Die 19-Jährige habe dazu einen Vernehmungstermin gehabt, der allerdings erst nach der tödlichen Tat terminiert gewesen sei, teilte die Polizei mit. Zu der Rolle der jungen Frau in der Auseinandersetzung, ob sie Opfer, Zeugin oder auch Täterin gewesen sein soll, wollte sich die Polizei nicht äußern. Weitere Angaben zu der Auseinandersetzung machte ein Sprecher ebenfalls nicht.
Ermittler gehen von Eifersucht als Tatmotiv aus
Die Leiche der 19-Jährigen war vergangene Woche Mittwoch in einem Naherholungsgebiet bei Mannheim entdeckt worden. Der 17-jährige Syrer war laut den Sicherheitsbehörden noch am selben Tag festgenommen worden. Er befindet sich in Haft. Er und das Opfer führten den Angaben nach seit mehr als einem Jahr eine Beziehung.
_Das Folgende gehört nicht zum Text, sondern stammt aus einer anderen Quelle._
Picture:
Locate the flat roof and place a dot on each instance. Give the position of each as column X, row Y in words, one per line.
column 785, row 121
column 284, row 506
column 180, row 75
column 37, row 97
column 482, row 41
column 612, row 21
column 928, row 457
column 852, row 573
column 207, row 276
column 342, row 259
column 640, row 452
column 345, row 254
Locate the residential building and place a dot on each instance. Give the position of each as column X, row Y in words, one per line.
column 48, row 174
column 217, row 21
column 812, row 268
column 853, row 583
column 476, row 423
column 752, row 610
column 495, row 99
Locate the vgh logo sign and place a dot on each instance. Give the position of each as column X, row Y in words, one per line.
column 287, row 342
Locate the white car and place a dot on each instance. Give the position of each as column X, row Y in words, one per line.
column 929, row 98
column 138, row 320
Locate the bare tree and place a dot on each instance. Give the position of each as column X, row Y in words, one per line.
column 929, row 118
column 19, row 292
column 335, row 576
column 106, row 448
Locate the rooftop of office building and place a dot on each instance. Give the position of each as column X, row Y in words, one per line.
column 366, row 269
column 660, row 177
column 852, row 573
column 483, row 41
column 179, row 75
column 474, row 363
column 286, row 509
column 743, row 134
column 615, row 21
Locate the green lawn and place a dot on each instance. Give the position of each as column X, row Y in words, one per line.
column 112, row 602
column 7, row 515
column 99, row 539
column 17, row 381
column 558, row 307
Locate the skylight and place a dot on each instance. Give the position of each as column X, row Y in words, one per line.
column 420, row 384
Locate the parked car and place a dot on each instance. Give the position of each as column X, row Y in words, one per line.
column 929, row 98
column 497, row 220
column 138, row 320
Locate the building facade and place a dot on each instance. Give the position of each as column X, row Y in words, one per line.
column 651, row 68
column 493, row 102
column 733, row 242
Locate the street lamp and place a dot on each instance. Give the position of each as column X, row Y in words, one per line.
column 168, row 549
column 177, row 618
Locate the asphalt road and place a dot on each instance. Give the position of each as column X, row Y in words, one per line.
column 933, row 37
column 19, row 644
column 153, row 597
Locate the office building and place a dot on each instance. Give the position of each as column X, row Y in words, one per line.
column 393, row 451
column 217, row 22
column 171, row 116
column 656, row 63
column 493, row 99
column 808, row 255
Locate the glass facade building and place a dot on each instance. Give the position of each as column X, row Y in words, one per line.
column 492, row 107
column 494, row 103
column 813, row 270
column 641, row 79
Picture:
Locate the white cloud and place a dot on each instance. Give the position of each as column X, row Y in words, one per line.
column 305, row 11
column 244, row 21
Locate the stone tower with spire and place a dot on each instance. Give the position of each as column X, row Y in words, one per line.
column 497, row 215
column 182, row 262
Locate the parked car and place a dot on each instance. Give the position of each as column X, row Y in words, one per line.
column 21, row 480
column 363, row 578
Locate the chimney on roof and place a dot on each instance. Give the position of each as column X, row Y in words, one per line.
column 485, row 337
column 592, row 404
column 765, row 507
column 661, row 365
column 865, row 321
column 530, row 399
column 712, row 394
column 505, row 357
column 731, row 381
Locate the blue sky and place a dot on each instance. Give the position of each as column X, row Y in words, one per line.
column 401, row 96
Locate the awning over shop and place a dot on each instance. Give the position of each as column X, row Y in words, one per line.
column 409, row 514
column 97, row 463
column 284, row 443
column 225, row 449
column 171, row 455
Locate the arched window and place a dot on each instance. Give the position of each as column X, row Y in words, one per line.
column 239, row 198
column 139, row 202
Die Ermittler gehen davon aus, dass sich die beiden am Dienstagabend vergangener Woche getroffen hatten und dann gemeinsam zu dem Naherholungsgebiet gegangen waren. Dort soll der Mann am frühen Mittwochmorgen auf die Frau eingeschlagen haben. Er soll die Frau mit seinen Händen und mutmaßlich einem Ast getötet haben. Es habe sich nach bisherigen Erkenntnissen «um einen plötzlichen, unvorhergesehenen Angriff» gehandelt, teilte die Staatsanwaltschaft mit. Daher habe keine Möglichkeit für die Frau bestanden, den Angriff abzuwehren.
Die Ermittler gehen laut einer früheren Mitteilung von Eifersucht als Tatmotiv aus. In der Vergangenheit soll es zwischen Opfer und dem 17-jährigen mutmaßlichen Täter immer wieder Konflikte gegeben haben. Die Hinweise hätten sich daraufhin verdichtet, dass Eifersucht bei der Tat, die als Mord gewertet wird, eine Rolle spielen könnte, wie Staatsanwaltschaft und Polizei mitteilten. Die genauen Umstände werden noch ermittelt.